Multiple Sclerosis: Exercise with Comfort and Safety

By Rosalind Kalb, Barbara Giesser, Kathleen Costello

Whether you have multiple sclerosis or not, the goal of exercise is to feel and function better. But for those who do have MS, the familiar “no pain, no gain” philosophy doesn’t apply — there’s no need to push yourself to the limit. Here are some tips to help you be comfortable and safe while getting the greatest possible benefit out of your physical activities:

  • Try to plan your exercise during peak energy times. There’s no point in starting when you’re already exhausted. If you begin to exercise and quickly get very tired, take a short break. Sometimes it only takes a few minutes to feel ready to go again.

  • Take a few minutes to warm up before (and cool down after) any vigorous activity. For instance, it’s a good idea to drink a glass of cold water or juice before you start to help keep your body temperature down. And loosen up your joints with gentle stretches or rotations to avoid strain.

    After you finish exercising, gently stretch out the muscles you’ve been using to avoid cramping and stiffness, and take another drink to cool yourself off.

  • Don’t push yourself beyond your limits. It’s much healthier and more effective to get moderate exercise on a regular basis than to push yourself to exhaustion once and then be too worn out to do anything for the rest of the week.

    And if you’re having an MS relapse or fighting off a cold or the flu, give yourself a break from your exercise routine and come back to it when you’re feeling like yourself again.

  • Exercise in a cool environment. Even a slight elevation in your core body temperature — as little as half a degree — can cause your symptoms to act up. These little flare-ups, which are called pseudoexacerbations, are nothing to worry about; they’ll disappear after your body has cooled down again.

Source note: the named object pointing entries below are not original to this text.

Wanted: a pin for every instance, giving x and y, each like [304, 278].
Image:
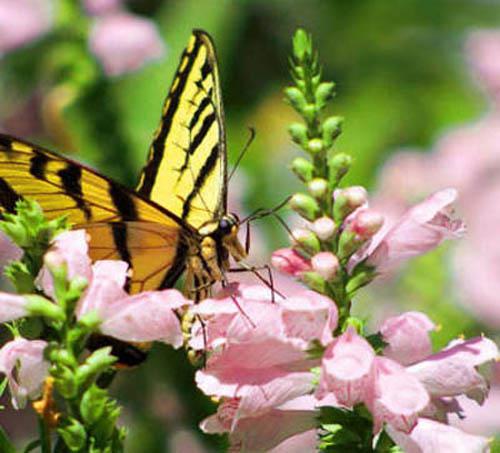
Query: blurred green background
[401, 81]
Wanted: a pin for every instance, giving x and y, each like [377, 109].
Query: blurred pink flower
[23, 364]
[407, 336]
[420, 229]
[124, 42]
[430, 436]
[395, 396]
[290, 261]
[22, 21]
[346, 369]
[453, 371]
[99, 7]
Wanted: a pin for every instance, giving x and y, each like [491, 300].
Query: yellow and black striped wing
[121, 224]
[186, 170]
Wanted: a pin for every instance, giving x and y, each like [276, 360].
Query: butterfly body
[177, 217]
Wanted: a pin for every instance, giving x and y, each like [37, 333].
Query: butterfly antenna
[247, 145]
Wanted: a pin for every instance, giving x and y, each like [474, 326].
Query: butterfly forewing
[186, 170]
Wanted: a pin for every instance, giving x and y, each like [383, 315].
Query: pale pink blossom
[124, 42]
[22, 21]
[290, 261]
[325, 264]
[430, 436]
[23, 364]
[396, 397]
[99, 7]
[454, 370]
[407, 336]
[346, 369]
[12, 307]
[419, 230]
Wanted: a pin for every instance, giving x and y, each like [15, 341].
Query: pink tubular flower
[419, 230]
[396, 396]
[125, 42]
[430, 436]
[23, 363]
[407, 336]
[453, 371]
[346, 368]
[258, 349]
[289, 261]
[22, 21]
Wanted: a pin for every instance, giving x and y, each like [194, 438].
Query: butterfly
[176, 219]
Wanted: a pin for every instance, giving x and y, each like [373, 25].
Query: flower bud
[324, 227]
[318, 187]
[303, 169]
[347, 201]
[305, 206]
[331, 127]
[296, 98]
[314, 281]
[324, 93]
[326, 264]
[306, 240]
[289, 261]
[338, 166]
[315, 146]
[298, 132]
[367, 223]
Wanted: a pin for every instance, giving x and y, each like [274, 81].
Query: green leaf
[74, 434]
[6, 445]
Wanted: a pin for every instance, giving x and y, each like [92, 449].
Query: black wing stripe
[158, 146]
[8, 196]
[206, 170]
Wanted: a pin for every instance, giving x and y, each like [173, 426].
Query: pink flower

    If your MS is particularly sensitive to the heat, you can protect yourself by sipping cold water during your workout, wearing a commercially available cooling garment, such as a vest, bandanna, or headband, and staying close to a fan or air conditioner.

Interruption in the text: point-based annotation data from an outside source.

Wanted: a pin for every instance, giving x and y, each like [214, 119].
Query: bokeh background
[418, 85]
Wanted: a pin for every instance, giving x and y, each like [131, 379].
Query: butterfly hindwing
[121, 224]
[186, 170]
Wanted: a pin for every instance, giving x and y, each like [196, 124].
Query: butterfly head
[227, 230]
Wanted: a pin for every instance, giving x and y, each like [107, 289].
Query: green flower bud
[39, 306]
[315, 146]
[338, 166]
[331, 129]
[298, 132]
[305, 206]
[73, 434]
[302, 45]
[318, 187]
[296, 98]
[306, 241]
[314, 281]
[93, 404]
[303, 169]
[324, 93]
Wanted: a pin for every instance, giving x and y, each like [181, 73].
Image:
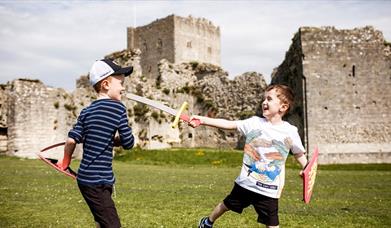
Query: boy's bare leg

  • If you’re balance-challenged, be sure to stand near a wall or chair when you exercise, or ask someone to spot you. If you don’t feel sure-footed enough to balance standing up, your physical therapist can recommend exercises for you to do while seated on a chair or mat.

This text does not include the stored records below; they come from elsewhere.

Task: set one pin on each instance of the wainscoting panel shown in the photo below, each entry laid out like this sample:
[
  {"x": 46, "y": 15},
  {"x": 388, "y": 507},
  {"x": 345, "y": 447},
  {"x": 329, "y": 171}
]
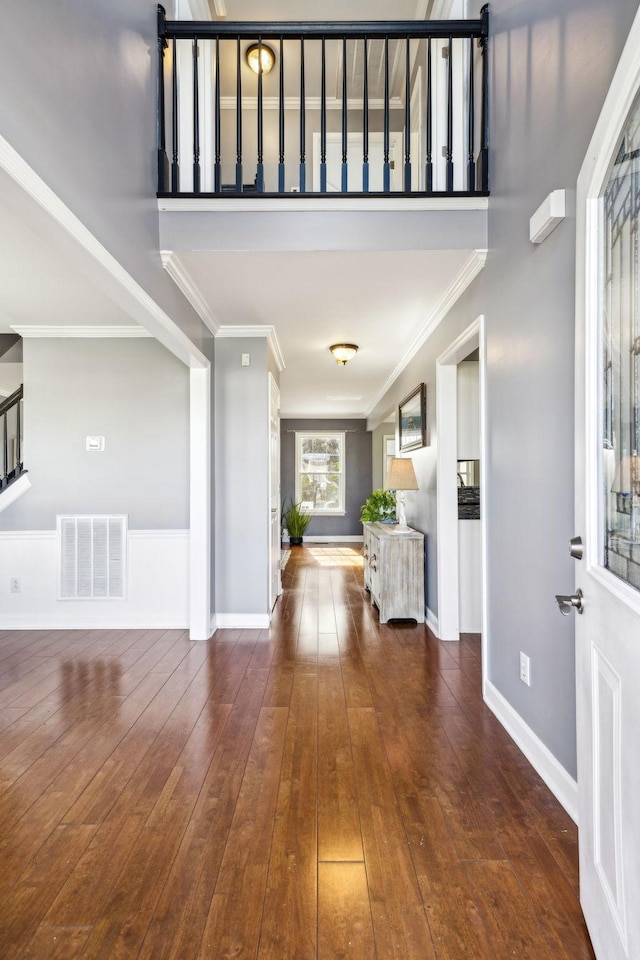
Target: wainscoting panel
[{"x": 157, "y": 592}]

  • Watch out for slippery floors in exercise facilities and around pools. So that you don’t slip and fall, it’s a good idea to wear non-skid shoes any time you’re going to be maneuvering on a wet floor.

  • Before engaging the services of a personal trainer, make sure that he or she has some experience with people with MS. Trainers who are unfamiliar with MS generally don’t understand the limitations imposed by MS fatigue or by muscles that have been weakened by lack of nerve conduction.

    Your physician or physical therapist can recommend an exercise regimen for you to do with your trainer. Be sure you work with your trainer to set realistic goals, given your level of ability.